Thursday, April 30, 2009

Prejudice

I found this scene puzzling — the one where the young people are in the bar and the bartender won't serve the Jew. Any theories on why McDermott included this?

Sex on the beach

What was your take on why Billy and Eva didn't have sex while Dennis and his Irish girl were doing it right and left? Was this more of Billy idealizing Eva, his foolish propensity to let the lovely Present give way to the dreamed-of Future?

(I think if Sebastian Barry had written this book, his hopeless-romantic Irishman at least would have gotten some insane glory out of the deal before the cold reality set in!)

Tuesday, April 28, 2009

Mama knows best?

(I'm home with my book, and I'm giddy looking through it).

Here's something I have to ask, especially based on Erin's just-get-over-it remarks about romantics (hehe). Look at this description of Dennis' mother. What do you think McDermott intended by including a character like this (someone who is regarded as a "sage" in the family and who is seemingly at the other end of the spectrum from Billy)?

She was a Geiger counter for insincerity, phoniness, half-truths. She could dismantle a pose with a glance and deflate the most romantic notion with a single word. She had no patience for poetry, Broadway musicals, presidential politics, or the pomp of her religion — although my father, his father's son, loved these things in direct proportion to her disdain — and she sought truth so single-mindedly that under her steady gaze exaggeration, self-delusion, bravado simply dried up and blew away, as did hope, nonsense, and any ungrounded giddiness.

Her philosophy of life seemed to be to get to the bottom of things, the plain, unadorned, mostly concrete and and colorless bottom of things, and from there to seek to swat away any passing fancy that might cloud the hard-won clarity of her vision.


And is Dennis intended as a sort of happy medium between his mother's no-nonsense view and Billy's romanticized one?

Monday, April 27, 2009

Chicken or egg?

I felt that Billy's alcoholism was intimately related to his ordeal with Eva, but then there's also the feeling that alcoholism was common in that community/family, that it was almost fate. Did you think Eva merely exacerbated a strong predisposition or did the sadness really drive him to drink?

Favorite scene

Did you have a favorite scene?

(I really liked the scene near the end where the narrator and her dad took the relative — was it Dan Lynch? I don't have my book with me — back to his apartment and stayed to have a drink with him and talk about Billy. I thought it was kind of a nice bookend to the funeral lunch at the beginning.)

Eva

Did you have any anger toward Eva at any point, or were you able to easily accept that her actions were just the folly of youth?

The lie

How did you feel about Dennis' lie to Billy? If he had just told him the truth from the beginning, do you think there would have been a different outcome for Billy?

What is love?

Why do you think Dennis married Maeve in the end?

Thursday, April 23, 2009

Billy

Did you like Billy? Did you find him more heroic or pathetic?

Tuesday, April 21, 2009

The narrator

I thought the choice of narrator was really interesting in this book — someone who was at some distance from the heart of the story but near enough to have it told to her from someone closely involved and then to retell it. What did you think of this?

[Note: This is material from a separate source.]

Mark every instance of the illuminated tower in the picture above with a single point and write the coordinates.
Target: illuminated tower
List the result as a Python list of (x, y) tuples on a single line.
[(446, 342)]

Here's what McDermott herself said about her narrative choice in an interview she did after the novel won the National Book Award in 1998.

INTERVIEWER: And the book is almost an elegy, the voice that one of the judges referred to that tells the story, which is a young woman, actually, has a kind of delicate elegiac tone. How did you decide to do that, to make her the storyteller?

ALICE McDERMOTT: Do you know I resisted that voice, that first person narrative, but it seemed to me if you're telling a story about faith, you're also telling a story about telling stories, the things that we believe in — our stories that we hear and are told. And so it seemed to me that the entire novel needed to be told to someone, and that was where - the inevitability of that first person voice telling a story that's not necessarily her own, but putting together, as women do, the various stories in her family and making something of it.

Here's the whole interview.

"Charming Billy"

To begin with, what was your initial impression of this novel? Did you like it?

Tuesday, April 07, 2009

Bump

Sorry it's been a while -- hopefully you'll still remember this story!

What did you think of this story? Is this the ending you might have envisioned for Ms. Hempel?

And what's the deal with Jonathan Hamish again? There seemed to be an almost romantic interest going on, didn't there?